4/27/2006

Il Gattopardo


Montesquieu, o autor de L'Esprit des Lois (1748), era um erudito que gostava de verificar in loco se a teoria era posta em prática. Interessado em estudar a aplicação do direito em diferentes países, não se limitou a ler os respectivos códigos. Viajou, tentando ver como as coisas se passavam na prática. E, como não será de estranhar, encontrou em certos países europeus não uma pequena brecha mas um extenso vale entre o que estava preceituado e o que era realmente aplicado.
Em Portugal anunciaram-se recentemente três novas medidas, aliás referidas neste blog. Uma tem a ver com o abaixamento da percentagem de alcoolémia no sangue de condutores para um máximo de 0,2 gramas por litro.
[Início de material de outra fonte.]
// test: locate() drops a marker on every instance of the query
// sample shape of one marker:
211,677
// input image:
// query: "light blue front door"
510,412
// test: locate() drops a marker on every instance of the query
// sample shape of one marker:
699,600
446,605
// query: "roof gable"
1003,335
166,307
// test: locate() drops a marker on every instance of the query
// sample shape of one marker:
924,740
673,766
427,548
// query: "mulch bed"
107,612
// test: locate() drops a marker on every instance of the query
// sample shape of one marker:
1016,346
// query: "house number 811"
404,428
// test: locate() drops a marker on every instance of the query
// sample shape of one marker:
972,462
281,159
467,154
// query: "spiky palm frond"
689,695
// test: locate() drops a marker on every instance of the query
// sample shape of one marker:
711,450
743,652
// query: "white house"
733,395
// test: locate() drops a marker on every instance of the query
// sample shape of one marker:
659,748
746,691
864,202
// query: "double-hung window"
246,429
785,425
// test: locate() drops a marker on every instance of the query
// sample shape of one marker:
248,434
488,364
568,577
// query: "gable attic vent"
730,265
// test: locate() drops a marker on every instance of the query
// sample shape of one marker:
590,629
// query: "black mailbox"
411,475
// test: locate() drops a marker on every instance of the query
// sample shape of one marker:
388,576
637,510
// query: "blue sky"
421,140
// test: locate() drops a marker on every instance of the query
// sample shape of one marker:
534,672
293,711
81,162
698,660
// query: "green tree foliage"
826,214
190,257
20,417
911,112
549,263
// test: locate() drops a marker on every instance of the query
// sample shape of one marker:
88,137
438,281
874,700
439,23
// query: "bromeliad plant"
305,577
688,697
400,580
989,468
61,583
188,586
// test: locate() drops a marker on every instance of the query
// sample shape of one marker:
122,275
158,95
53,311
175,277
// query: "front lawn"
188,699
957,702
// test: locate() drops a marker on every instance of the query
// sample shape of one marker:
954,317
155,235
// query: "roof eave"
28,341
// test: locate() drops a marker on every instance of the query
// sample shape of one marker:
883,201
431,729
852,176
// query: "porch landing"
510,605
Uma segunda refere-se à proibição de fumo em restaurantes e outros espaços fechados, além da interdição de venda de tabaco a menores de 18 anos. A terceira, já aprovada, especifica que existirá uma quota mínima de 33,3 por cento tanto para homens como para mulheres nas listas para as eleições legislativas, autárquicas e parlamento europeu. É possível que as duas primeiras medidas nem entrem em vigor, mas é um facto que se nota uma aparente tentativa de colocar o nosso país à la page no que respeita a preceitos deste tipo. Ficará apenas a faltar a questão do aborto, que será também de englobar nesta onda de modernização legislativa. Assim não se destoa do europeu. Agora, se se cumprem ou não as leis, algo que Montesquieu andou a verificar no seu tempo, será talvez outra coisa.
Para começar, é natural que os 0,2 g./l não sejam instituídos a não ser, eventualmente, para os condutores profissionais e para jovens. Quanto ao fumo em restaurantes, talvez, mas demorará algum tempo. Nos bares é que será decerto mais difícil. No que respeita ao fumar por parte de miúdos de 15 ou 16 anos, é natural que continue, embora seja de admitir que não sejam eles propriamente que vão comprar o tabaco para não terem eventuais aborrecimentos. No que toca às listas eleitorais, se não se indicar que as candidatas mulheres devem especificamente alcançar essa percentagem logo na primeira metade da lista, é muito possível que muitas acabem por ser relegadas para lugares não elegíveis. Ou seja: à boa maneira do Leopardo siciliano, muda-se alguma coisa para que tudo fique sensivelmente na mesma. Acaba por nos dar uma sensação terrível de déjà vu.